The long-standing assumption in the national capitals is the negotiations will ultimately touch some of the hot-button issues in Canada-U.S. trade — dairy, auto parts, lumber, pharmaceuticals, duty-free shopping, liquor imports and Buy American rules.
A principal reason these talks could grow in scope is because of the U.S.'s chosen venue for updating the deal. It is going through the U.S. Congress's fast-track law. Under it, lawmakers give up their constitutional right to amend the deal, but get consulted constantly.
Canada had initially hoped for a quicker, easier, more cosmetic procedure.
The federal government tried pitching the idea of simple changes by pointing out repeatedly in the weeks after Trump's election that NAFTA has already undergone a dozen tweaks over time — all without involving Congress.
A number of principal actors in the Trudeau government have studied the lessons of the original Canada-U.S. free-trade talks of the 1980s, and read the diaries of then-Canadian ambassador to Washington Allan Gotlieb, who chronicles the hair-yanking frustrations of trying win majority votes in both houses of Congress.
He describes an ardent free trader who spurned the deal under pressure from the uranium lobby; an influential senator who lobbied colleagues against it because of lobster-catching regulations; a potato-related holdup; and a committee chairman who just wouldn't return phone calls.
One current Canadian official sums up the potential challenge ahead, in trying to win support from dozens of people with different priorities, and different domestic interests in their respective states.
"When you send an orange into the U.S. Congress, it can come out a banana," he said.
This domestic pressure could ultimately haunt the White House.
Only one North American leader has made it a core commitment to redo NAFTA: Trump. And the grumbling of different constituencies will make it harder to win the necessary votes and keep his campaign pledge.
In private, different Canadian officials sound fine with one of several potential outcomes: A quick deal, a good deal and, in the absence of either, no deal at all. In Ottawa, Foreign Affairs Minister Chrystia Freeland said Canada will negotiate in good faith.
"We are ready to roll up our sleeves," Freeland said. "We will work hard and seriously on updating this essential agreement...
"Our focus in Canada is on getting a good deal."
Trump might soon be forced to decide what he wants. Right now, he says he wants a quick deal and a thorough deal. Getting the latter might not be easy before 2019, as the Mexican election enters full swing in a few months, followed by the U.S. midterms.
"All sorts of realities are running into each other," said Laura Dawson, a trade expert at Washington's Wilson Center.
There's already been a first Canada-U.S. meeting following the notice.

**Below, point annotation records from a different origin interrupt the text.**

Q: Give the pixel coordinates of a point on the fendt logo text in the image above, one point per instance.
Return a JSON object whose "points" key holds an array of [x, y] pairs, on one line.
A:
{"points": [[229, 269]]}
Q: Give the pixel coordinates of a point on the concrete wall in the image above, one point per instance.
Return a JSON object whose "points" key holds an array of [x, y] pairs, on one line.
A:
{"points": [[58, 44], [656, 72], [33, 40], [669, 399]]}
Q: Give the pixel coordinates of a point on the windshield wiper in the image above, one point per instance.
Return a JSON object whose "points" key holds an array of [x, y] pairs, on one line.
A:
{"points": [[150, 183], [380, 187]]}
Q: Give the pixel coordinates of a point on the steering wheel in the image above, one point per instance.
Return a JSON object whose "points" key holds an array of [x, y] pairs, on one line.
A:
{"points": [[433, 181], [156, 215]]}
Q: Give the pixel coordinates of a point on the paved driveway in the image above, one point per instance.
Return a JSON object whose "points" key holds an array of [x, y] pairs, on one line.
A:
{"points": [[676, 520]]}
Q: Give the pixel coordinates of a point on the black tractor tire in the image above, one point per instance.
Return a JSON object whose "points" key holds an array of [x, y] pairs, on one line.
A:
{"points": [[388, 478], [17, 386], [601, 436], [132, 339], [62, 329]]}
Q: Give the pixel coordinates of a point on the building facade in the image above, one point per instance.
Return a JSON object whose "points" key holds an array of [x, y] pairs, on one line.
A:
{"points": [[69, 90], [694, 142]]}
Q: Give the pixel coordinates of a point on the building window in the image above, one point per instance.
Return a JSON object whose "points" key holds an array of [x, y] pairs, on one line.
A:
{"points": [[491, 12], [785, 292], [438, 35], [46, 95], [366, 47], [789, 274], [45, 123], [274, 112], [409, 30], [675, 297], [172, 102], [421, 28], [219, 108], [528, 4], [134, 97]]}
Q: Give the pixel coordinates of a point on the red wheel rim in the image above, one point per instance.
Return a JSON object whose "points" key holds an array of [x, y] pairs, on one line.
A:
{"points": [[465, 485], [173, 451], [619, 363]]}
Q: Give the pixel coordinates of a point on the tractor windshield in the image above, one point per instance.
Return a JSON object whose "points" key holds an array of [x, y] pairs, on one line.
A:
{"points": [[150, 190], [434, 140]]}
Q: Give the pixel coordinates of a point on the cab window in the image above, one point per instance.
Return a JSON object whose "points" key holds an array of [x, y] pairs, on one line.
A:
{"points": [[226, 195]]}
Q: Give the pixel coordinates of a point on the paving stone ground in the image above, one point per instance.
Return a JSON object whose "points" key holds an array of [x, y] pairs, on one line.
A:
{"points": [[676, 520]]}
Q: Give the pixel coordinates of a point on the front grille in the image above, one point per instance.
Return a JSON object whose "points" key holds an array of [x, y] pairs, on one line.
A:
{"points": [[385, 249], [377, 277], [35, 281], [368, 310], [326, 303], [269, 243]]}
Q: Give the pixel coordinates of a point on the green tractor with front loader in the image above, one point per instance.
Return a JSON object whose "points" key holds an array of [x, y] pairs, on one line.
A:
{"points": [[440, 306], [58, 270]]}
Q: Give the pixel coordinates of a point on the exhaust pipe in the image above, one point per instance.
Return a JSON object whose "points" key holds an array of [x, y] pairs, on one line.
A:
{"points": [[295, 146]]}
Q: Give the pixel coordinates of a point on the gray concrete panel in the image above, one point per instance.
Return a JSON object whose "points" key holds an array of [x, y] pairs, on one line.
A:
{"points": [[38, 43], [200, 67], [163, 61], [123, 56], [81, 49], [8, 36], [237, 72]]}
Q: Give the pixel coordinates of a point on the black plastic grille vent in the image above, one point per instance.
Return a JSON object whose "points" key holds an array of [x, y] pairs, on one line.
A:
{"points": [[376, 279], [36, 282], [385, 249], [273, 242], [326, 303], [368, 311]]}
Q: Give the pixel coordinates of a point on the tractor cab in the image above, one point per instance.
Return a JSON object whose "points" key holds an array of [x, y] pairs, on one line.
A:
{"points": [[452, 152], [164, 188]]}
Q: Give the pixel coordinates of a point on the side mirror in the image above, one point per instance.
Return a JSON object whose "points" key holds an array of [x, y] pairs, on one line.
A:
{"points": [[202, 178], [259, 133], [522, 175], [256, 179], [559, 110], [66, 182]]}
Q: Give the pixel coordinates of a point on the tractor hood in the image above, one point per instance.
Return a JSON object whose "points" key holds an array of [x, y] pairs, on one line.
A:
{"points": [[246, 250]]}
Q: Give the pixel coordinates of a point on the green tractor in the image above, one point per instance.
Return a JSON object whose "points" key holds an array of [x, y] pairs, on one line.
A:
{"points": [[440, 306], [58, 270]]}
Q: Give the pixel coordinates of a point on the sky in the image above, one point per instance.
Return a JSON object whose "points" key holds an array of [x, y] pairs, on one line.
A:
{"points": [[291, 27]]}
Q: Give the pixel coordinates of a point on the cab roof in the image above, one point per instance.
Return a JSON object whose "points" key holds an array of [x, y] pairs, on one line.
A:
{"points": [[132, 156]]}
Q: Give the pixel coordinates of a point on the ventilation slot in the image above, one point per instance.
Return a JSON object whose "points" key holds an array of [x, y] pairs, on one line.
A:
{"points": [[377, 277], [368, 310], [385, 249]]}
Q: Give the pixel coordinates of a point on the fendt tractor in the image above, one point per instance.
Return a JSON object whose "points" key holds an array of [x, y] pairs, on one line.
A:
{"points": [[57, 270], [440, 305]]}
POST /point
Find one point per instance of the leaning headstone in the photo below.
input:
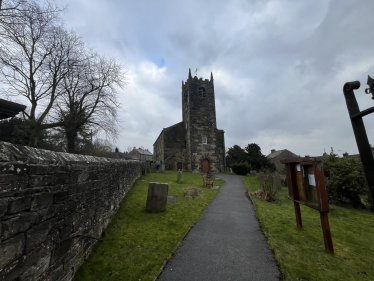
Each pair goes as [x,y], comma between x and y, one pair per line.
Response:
[144,169]
[157,197]
[172,200]
[277,182]
[179,178]
[153,168]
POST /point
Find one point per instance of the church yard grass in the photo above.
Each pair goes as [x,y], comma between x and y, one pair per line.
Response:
[136,243]
[300,253]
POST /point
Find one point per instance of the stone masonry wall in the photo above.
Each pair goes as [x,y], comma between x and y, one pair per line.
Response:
[53,207]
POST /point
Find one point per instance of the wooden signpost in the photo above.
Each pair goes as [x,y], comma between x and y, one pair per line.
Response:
[306,185]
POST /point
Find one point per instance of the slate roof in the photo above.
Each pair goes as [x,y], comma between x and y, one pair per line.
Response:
[275,154]
[143,151]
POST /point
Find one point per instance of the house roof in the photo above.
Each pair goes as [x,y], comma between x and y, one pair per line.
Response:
[143,151]
[275,154]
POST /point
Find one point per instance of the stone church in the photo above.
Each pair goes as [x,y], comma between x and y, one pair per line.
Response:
[195,144]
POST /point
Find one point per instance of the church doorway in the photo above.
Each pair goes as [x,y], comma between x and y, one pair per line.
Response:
[205,165]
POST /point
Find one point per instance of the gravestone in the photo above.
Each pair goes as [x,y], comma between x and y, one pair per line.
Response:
[172,200]
[157,197]
[277,182]
[144,168]
[179,178]
[161,169]
[153,168]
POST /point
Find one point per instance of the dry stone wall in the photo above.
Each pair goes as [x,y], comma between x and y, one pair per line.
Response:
[53,208]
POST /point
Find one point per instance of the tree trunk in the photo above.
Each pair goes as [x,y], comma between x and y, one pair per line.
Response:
[71,136]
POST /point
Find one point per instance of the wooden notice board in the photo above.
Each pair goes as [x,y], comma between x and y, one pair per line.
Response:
[306,185]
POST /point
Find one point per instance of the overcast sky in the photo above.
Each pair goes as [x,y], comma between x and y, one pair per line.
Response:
[278,66]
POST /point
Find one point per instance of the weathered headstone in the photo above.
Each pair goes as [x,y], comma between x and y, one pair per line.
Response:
[172,200]
[277,182]
[179,178]
[144,168]
[157,197]
[161,169]
[153,168]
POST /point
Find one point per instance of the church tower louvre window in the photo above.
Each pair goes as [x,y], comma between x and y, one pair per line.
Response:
[202,93]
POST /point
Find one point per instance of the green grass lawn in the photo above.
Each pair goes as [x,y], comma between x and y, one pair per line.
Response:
[301,253]
[136,242]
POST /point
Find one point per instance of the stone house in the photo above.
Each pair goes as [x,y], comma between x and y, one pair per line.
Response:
[276,155]
[141,154]
[195,144]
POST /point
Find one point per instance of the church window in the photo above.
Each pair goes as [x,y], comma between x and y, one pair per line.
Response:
[202,93]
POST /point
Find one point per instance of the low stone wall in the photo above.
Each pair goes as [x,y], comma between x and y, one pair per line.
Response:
[53,208]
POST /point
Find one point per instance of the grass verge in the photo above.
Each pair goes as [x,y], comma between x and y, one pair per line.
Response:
[301,253]
[136,242]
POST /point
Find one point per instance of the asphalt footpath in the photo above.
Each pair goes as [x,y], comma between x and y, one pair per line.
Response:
[226,243]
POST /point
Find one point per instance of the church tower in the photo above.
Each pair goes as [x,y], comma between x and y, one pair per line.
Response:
[203,141]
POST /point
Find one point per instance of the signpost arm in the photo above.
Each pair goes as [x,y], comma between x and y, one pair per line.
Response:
[360,135]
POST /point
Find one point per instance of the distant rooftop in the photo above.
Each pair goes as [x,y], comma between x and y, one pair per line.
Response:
[143,151]
[275,154]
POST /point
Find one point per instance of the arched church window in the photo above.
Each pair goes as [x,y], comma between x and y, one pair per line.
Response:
[202,93]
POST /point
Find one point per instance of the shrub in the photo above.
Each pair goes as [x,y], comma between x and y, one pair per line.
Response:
[270,184]
[243,168]
[345,181]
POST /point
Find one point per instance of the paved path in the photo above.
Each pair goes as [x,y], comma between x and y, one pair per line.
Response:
[226,243]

Representatives of Canada's largest private-sector union happened to be in Washington to meet Ross on the day the formal notice was issued; Jerry Dias of Unifor said Ross even joked about the timing.
Like the current U.S. administration, Unifor agrees that NAFTA has cost jobs, and sent manufacturing to Mexico. It wants stricter labour laws in Mexico, designed to drive up the cost of offshoring there.
"It was an excellent meeting," Dias said.
"He understands Canada's not the problem as it relates to NAFTA. He understands our wages are comparable, our benefits. We aren't a low-cost supply. There really is a recognition Canada isn't the problem."